Susan Arai with Grand Valley Institution for Women sign.

Uncertain Futures: Women Leaving Prison and Re-entering Community, a report co-authored by Susan Arai, explores the “importance of building relationships to bridge the chasm between women and their community” after they are released from Grand Valley Institution for Women in Kitchener.

A recreation and leisure studies professor, Arai worked with colleague Alison Pedlar and two PhD students interviewing inmates and drafting recommendations to help “redevelop social policy and design community and social structures to support the reintegration of incarcerated women.”

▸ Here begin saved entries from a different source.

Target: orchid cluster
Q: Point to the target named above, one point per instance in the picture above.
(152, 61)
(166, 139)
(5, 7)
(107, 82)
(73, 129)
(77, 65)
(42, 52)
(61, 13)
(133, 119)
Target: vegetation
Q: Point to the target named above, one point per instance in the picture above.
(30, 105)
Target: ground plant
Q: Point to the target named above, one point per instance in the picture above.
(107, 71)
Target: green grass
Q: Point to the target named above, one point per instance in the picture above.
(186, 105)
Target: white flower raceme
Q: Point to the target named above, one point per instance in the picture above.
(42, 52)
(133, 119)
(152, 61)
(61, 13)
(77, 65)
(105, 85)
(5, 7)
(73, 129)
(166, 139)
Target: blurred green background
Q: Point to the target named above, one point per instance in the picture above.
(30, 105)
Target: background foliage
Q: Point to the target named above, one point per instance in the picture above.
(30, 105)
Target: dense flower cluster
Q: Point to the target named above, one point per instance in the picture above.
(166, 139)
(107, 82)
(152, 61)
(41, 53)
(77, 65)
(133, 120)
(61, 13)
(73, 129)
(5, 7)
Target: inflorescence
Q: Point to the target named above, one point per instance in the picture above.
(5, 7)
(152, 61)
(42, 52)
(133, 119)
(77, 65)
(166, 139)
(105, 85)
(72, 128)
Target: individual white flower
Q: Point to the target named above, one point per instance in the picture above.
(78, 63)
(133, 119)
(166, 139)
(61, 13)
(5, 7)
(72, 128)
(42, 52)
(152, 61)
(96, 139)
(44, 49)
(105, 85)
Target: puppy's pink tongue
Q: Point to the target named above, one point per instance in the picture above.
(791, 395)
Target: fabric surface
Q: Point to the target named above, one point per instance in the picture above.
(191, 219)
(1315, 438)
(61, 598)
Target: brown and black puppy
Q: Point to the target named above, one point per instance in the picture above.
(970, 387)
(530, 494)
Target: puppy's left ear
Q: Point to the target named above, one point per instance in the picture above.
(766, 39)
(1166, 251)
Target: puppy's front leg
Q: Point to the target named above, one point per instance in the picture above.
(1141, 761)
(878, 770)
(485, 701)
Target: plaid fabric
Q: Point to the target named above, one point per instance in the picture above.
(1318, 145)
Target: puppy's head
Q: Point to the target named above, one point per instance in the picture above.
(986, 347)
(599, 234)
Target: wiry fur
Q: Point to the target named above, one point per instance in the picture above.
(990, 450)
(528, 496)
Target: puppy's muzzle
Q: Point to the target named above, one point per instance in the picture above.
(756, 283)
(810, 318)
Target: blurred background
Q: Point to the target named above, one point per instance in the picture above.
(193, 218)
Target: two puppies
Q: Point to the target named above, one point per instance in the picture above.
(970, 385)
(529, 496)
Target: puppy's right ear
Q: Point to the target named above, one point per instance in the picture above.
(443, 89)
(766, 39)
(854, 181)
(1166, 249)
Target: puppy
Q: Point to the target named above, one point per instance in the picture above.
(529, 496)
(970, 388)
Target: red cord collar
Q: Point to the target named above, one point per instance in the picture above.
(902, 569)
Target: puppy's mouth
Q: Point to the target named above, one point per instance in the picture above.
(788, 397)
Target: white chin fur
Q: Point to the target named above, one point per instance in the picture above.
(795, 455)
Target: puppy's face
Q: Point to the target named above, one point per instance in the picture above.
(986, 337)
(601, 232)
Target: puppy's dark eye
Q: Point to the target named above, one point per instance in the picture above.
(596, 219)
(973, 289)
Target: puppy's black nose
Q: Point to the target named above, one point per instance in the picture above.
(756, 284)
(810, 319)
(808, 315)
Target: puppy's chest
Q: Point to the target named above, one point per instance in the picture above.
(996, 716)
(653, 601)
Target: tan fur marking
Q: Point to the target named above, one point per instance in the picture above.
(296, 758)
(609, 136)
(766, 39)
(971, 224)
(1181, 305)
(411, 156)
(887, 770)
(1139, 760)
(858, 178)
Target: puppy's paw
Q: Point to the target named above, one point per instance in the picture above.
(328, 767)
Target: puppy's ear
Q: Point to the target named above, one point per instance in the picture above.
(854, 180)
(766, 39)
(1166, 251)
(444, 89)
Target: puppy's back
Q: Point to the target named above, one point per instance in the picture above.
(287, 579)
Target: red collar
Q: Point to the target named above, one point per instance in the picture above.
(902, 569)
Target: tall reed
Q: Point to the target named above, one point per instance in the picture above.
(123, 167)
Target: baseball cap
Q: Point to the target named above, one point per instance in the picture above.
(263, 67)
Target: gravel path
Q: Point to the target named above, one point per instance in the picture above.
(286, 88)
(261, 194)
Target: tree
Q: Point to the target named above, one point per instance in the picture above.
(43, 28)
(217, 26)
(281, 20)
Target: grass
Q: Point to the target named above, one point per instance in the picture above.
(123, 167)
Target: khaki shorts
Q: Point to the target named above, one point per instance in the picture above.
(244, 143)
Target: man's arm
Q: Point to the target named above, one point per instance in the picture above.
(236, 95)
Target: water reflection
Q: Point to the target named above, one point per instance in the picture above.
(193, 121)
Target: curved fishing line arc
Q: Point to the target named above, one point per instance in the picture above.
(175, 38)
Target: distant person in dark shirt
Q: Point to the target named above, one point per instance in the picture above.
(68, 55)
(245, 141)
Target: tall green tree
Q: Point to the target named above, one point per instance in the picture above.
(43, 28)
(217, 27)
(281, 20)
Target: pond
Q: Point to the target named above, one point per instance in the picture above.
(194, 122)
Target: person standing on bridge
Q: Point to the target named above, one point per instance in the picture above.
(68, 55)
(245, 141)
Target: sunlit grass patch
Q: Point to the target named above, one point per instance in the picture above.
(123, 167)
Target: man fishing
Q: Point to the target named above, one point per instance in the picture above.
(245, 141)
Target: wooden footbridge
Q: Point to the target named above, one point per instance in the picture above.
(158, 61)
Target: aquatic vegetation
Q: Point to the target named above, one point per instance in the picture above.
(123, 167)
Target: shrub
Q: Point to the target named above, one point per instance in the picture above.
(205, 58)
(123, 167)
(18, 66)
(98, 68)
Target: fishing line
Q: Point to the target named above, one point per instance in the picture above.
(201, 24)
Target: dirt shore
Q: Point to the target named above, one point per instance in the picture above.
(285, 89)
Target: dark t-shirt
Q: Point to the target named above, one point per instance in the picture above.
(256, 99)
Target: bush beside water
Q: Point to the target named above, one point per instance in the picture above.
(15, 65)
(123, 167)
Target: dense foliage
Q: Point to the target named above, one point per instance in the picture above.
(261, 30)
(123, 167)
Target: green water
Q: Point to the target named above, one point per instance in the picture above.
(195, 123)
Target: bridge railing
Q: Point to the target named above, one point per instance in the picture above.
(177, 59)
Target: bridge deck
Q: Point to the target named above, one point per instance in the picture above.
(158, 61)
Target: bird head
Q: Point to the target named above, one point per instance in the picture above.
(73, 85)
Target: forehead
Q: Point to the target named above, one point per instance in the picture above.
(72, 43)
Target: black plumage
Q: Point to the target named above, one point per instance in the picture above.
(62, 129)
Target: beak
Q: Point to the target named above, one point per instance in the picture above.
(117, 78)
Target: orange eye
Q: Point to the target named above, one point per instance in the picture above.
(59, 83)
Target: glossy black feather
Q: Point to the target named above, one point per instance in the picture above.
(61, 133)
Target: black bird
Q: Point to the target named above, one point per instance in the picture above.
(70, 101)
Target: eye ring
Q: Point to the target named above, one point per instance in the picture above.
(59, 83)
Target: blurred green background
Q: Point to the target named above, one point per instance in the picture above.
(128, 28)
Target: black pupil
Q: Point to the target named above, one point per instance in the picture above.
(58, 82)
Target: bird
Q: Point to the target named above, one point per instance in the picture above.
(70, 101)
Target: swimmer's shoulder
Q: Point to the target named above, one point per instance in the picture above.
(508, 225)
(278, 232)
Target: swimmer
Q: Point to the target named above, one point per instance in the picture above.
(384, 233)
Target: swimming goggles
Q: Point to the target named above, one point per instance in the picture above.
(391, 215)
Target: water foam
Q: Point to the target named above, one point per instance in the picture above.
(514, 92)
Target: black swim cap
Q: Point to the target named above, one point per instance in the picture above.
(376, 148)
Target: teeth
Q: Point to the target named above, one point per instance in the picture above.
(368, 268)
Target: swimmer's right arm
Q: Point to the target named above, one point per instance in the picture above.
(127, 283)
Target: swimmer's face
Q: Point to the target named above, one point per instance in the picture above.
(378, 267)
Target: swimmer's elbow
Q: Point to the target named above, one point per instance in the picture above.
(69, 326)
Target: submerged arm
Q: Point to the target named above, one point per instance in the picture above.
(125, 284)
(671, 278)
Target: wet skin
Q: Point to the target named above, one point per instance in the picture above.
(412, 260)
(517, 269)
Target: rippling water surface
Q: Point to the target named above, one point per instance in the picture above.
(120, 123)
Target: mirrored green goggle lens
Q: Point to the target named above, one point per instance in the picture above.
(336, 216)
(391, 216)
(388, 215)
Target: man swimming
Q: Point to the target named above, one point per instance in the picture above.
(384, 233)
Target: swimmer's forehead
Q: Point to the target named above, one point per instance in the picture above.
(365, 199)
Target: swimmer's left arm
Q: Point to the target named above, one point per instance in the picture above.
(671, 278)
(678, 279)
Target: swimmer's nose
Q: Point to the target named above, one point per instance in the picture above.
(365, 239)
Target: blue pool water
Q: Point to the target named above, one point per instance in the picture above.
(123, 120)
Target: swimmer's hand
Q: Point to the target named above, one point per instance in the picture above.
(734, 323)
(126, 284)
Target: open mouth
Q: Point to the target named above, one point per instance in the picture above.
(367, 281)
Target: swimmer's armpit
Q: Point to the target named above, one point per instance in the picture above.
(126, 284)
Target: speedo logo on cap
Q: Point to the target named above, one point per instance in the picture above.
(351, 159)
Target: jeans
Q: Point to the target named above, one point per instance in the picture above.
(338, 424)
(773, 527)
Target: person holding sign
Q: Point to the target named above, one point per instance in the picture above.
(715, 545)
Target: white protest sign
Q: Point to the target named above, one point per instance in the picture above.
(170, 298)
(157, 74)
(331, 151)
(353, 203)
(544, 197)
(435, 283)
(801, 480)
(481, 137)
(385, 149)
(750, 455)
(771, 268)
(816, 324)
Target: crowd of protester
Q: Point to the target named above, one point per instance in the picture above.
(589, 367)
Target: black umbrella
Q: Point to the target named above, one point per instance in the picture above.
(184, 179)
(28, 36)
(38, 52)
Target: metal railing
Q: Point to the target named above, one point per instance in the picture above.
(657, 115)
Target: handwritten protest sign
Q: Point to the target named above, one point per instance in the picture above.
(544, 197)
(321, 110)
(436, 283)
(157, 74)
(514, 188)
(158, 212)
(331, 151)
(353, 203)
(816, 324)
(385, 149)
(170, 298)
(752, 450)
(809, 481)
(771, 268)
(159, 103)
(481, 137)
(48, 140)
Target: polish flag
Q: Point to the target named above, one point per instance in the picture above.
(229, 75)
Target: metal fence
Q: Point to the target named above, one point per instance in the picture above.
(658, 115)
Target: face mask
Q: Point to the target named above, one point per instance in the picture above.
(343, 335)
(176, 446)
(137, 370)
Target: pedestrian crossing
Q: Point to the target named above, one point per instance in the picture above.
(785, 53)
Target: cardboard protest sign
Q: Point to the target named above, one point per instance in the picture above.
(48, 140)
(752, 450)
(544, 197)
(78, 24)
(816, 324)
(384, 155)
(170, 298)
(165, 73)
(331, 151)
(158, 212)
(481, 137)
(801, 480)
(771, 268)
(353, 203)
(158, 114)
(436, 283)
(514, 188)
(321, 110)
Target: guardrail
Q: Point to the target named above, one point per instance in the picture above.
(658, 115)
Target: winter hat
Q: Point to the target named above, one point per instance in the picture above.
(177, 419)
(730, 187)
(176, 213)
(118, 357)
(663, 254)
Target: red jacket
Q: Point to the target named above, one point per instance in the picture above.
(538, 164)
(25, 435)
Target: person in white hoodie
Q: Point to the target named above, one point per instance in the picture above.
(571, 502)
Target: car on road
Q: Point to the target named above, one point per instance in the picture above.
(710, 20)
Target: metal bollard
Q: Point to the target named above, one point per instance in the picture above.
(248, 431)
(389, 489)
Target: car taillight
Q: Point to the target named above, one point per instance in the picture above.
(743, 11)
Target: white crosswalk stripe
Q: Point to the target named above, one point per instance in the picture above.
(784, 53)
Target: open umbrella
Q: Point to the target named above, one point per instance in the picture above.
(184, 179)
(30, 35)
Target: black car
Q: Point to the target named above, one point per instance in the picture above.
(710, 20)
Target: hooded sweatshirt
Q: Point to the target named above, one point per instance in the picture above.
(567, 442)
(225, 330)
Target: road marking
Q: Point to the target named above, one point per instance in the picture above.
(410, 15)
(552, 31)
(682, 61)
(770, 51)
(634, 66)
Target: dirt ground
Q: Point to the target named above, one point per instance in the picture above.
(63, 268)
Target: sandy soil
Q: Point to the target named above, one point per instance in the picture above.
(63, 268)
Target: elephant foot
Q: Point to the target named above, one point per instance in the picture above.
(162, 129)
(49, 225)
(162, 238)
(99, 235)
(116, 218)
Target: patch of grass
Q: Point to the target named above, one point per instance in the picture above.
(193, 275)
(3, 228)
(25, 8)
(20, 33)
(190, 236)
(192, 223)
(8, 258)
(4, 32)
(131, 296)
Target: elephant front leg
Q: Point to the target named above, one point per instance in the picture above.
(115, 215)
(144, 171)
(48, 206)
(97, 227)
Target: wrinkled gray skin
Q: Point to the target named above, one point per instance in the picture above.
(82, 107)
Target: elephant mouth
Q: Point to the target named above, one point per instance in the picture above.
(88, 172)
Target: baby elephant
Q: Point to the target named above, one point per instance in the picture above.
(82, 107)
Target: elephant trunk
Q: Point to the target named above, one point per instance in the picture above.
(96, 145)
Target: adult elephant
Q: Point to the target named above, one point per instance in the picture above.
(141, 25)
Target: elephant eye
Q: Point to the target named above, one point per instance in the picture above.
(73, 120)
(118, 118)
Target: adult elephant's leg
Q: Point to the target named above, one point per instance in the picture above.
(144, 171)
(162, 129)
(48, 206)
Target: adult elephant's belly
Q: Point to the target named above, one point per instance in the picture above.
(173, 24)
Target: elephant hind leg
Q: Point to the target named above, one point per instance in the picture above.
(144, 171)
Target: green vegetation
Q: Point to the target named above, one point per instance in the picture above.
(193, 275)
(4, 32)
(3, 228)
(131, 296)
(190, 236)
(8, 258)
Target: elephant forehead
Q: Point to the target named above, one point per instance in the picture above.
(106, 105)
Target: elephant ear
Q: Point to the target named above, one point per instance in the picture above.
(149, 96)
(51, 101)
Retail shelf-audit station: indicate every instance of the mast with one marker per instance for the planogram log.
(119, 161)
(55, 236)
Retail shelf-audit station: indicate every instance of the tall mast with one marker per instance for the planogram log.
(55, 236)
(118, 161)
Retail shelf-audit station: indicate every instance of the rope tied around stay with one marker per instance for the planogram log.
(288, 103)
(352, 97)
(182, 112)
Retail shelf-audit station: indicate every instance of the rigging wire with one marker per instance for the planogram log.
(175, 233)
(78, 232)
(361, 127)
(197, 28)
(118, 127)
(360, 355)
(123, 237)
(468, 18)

The Social Sciences and Humanities Research Council-funded report focuses on the social determinants of health, says Arai, including women’s access to housing, education, income, health care, social support, leisure, and social justice.

“There’s a lack of recognition of systemic issues that play a role in a woman’s path to prison: poverty, a history of abuse, racism and discrimination — the outcomes of what happens when oppression is not addressed.”

In-depth interviews conducted with 69 women at Grand Valley reveal the complexity of rebuilding a life after prison, says Arai.

“Some return to family and jobs; others are struggling with addictions, healing from trauma, and working with mental health and disability issues. Many return to poverty. All will struggle with the stigma of incarceration.”

Arai, who earned two degrees in Recreation and Leisure Studies at Waterloo, brings to her research an understanding of issues of difference and social justice and an emphasis on the importance of relationships, community, and leisure in healing and transformation.

Since completing the Uncertain Futures report Arai worked with Amber Zimmerman, from Drama and Speech Communication at UW, to run the Women’s Leisure and Performance Project at the Grand Valley Institute for Women. This project explored ideas of autonomy, freedom, risk, hope, identity and difference, power and agency through women’s engagement in the performance of spoken word, poetry, songs, and drumming.